Many are chasing the latest trends in home design, says Costa, such as smart tech features like thermostats, lighting and digital security systems, and gourmet kitchens. Spending on the kitchen, the heart of the house, has jumped 27 percent in the past year to a median of $14,000 nationally, according to the Houzz survey.
“New trends are definitely the driver,” says Costa, adding that many homeowners want to recreate the designer looks they have seen in home remodel television shows and on Pinterest pages.
Richa Tagra, who worked with Costa on a $25,000 remodel of the kitchen and staircase in her 2,200-square-foot San Ramon home, says it was important to get the best materials possible.
“I need that with the rigor I put my kitchen through,” says Tagra, 43, who ditched her old cabinets for custom maple wood cabinets and traded her unfinished concrete counters for a shiny quartz countertop.

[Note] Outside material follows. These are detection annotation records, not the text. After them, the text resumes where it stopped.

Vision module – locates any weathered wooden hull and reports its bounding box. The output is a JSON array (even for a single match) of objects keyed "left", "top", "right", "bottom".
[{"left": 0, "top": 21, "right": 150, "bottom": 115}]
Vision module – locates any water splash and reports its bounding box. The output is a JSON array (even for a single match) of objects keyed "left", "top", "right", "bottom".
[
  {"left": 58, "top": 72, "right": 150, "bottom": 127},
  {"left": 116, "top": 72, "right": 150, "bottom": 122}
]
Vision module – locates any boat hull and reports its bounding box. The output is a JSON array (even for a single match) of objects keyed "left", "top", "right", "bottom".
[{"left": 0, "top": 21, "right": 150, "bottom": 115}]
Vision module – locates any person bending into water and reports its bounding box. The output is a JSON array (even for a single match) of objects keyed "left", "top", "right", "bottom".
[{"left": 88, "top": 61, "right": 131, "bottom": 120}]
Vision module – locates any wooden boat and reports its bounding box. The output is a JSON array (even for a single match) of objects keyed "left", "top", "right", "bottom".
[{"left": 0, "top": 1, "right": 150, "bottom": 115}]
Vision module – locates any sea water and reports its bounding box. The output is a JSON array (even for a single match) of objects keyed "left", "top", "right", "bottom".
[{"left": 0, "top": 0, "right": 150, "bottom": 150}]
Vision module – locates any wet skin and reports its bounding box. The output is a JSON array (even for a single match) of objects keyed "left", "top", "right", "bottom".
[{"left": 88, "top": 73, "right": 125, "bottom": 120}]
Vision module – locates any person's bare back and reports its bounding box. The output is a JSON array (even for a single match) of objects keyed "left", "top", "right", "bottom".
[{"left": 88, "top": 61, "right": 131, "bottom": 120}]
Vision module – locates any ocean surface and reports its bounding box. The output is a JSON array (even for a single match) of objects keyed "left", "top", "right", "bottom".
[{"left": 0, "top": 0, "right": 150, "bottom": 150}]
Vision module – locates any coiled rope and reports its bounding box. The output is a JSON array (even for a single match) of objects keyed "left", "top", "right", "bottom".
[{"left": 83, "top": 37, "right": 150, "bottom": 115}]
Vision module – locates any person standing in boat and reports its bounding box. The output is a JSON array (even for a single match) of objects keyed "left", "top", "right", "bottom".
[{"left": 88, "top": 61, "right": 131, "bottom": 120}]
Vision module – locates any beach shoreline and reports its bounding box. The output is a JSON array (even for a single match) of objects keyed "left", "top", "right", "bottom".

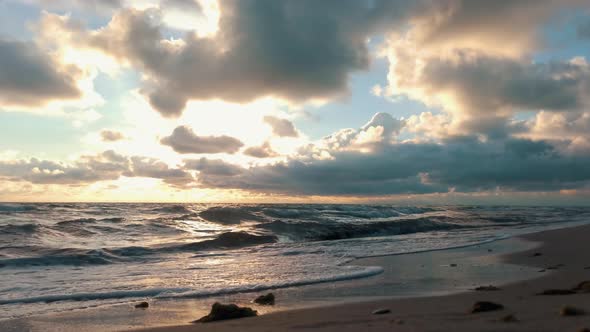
[
  {"left": 133, "top": 226, "right": 590, "bottom": 332},
  {"left": 0, "top": 226, "right": 590, "bottom": 332}
]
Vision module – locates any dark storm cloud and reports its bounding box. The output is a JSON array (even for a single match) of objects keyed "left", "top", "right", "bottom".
[
  {"left": 415, "top": 52, "right": 590, "bottom": 114},
  {"left": 264, "top": 115, "right": 299, "bottom": 137},
  {"left": 160, "top": 126, "right": 244, "bottom": 153},
  {"left": 194, "top": 137, "right": 590, "bottom": 196},
  {"left": 0, "top": 39, "right": 81, "bottom": 107}
]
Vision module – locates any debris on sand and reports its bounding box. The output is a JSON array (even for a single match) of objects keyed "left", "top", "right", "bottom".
[
  {"left": 559, "top": 305, "right": 584, "bottom": 316},
  {"left": 254, "top": 293, "right": 275, "bottom": 305},
  {"left": 135, "top": 302, "right": 150, "bottom": 309},
  {"left": 471, "top": 301, "right": 504, "bottom": 314},
  {"left": 372, "top": 308, "right": 391, "bottom": 315},
  {"left": 572, "top": 280, "right": 590, "bottom": 293},
  {"left": 193, "top": 302, "right": 258, "bottom": 323},
  {"left": 502, "top": 314, "right": 518, "bottom": 323},
  {"left": 537, "top": 289, "right": 576, "bottom": 295}
]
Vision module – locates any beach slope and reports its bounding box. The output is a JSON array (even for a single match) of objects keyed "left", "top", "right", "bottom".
[{"left": 144, "top": 226, "right": 590, "bottom": 332}]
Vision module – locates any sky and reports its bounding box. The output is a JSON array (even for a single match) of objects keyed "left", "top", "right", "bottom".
[{"left": 0, "top": 0, "right": 590, "bottom": 205}]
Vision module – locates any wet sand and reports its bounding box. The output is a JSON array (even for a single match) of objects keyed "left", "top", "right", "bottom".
[
  {"left": 0, "top": 226, "right": 590, "bottom": 332},
  {"left": 140, "top": 226, "right": 590, "bottom": 332}
]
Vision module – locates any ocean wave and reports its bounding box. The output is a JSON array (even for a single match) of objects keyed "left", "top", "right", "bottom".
[
  {"left": 0, "top": 248, "right": 121, "bottom": 267},
  {"left": 151, "top": 205, "right": 193, "bottom": 214},
  {"left": 256, "top": 218, "right": 468, "bottom": 241},
  {"left": 0, "top": 204, "right": 38, "bottom": 214},
  {"left": 166, "top": 232, "right": 278, "bottom": 251},
  {"left": 0, "top": 223, "right": 43, "bottom": 235},
  {"left": 199, "top": 206, "right": 264, "bottom": 225}
]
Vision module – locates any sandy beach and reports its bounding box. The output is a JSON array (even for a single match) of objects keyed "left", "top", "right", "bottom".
[
  {"left": 136, "top": 226, "right": 590, "bottom": 332},
  {"left": 0, "top": 225, "right": 590, "bottom": 332}
]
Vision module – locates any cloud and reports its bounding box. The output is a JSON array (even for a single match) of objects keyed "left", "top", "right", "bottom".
[
  {"left": 0, "top": 39, "right": 82, "bottom": 107},
  {"left": 184, "top": 158, "right": 245, "bottom": 177},
  {"left": 244, "top": 142, "right": 278, "bottom": 158},
  {"left": 126, "top": 157, "right": 194, "bottom": 187},
  {"left": 0, "top": 151, "right": 130, "bottom": 185},
  {"left": 410, "top": 0, "right": 589, "bottom": 56},
  {"left": 160, "top": 126, "right": 244, "bottom": 154},
  {"left": 0, "top": 150, "right": 193, "bottom": 187},
  {"left": 100, "top": 130, "right": 125, "bottom": 142},
  {"left": 35, "top": 0, "right": 422, "bottom": 117},
  {"left": 576, "top": 20, "right": 590, "bottom": 39},
  {"left": 390, "top": 49, "right": 590, "bottom": 115},
  {"left": 199, "top": 137, "right": 590, "bottom": 196},
  {"left": 264, "top": 115, "right": 299, "bottom": 137},
  {"left": 320, "top": 112, "right": 406, "bottom": 152}
]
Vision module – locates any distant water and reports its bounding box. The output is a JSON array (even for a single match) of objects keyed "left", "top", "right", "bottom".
[{"left": 0, "top": 204, "right": 590, "bottom": 319}]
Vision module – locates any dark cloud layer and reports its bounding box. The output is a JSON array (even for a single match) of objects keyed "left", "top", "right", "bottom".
[
  {"left": 100, "top": 130, "right": 125, "bottom": 142},
  {"left": 194, "top": 137, "right": 590, "bottom": 196},
  {"left": 0, "top": 39, "right": 81, "bottom": 107},
  {"left": 160, "top": 126, "right": 244, "bottom": 153}
]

Cost can be a sticking point these days, but Costa says she tries her best to stay within a client’s budget even though a shortage of construction workers has put pressure on the cost of remodeling.
“There is a labor shortage, and that shortage is a key reason it is hard for contractors to meet demand,” says Paul Emrath, vice president of surveys and housing policy research for the National Association of Home Builders. “Compared to a year earlier, the share of our remodelers reporting labor shortages was down very slightly, but it was down from a very high level, and well over 80 percent are still reporting shortages.”
This pressure, coupled with a cooling housing market and a spike in the cost of imported materials, could cause a dip in the demand for remodeling in the next few years, experts say. On the heels of a long, steady rise in remodeling, many are projecting that the rate of growth will likely slow. The national backlog for contractors already has shrunk, from 12 weeks last year to 5 weeks this year, says the Houzz report.
“We are getting to the point where we may be reaching a peak in home renovation activity,” says Sitchinava. “We don’t anticipate a decline, but as home prices plateau, we expect to see a softening of growth and a return to a more sustainable level of activity.”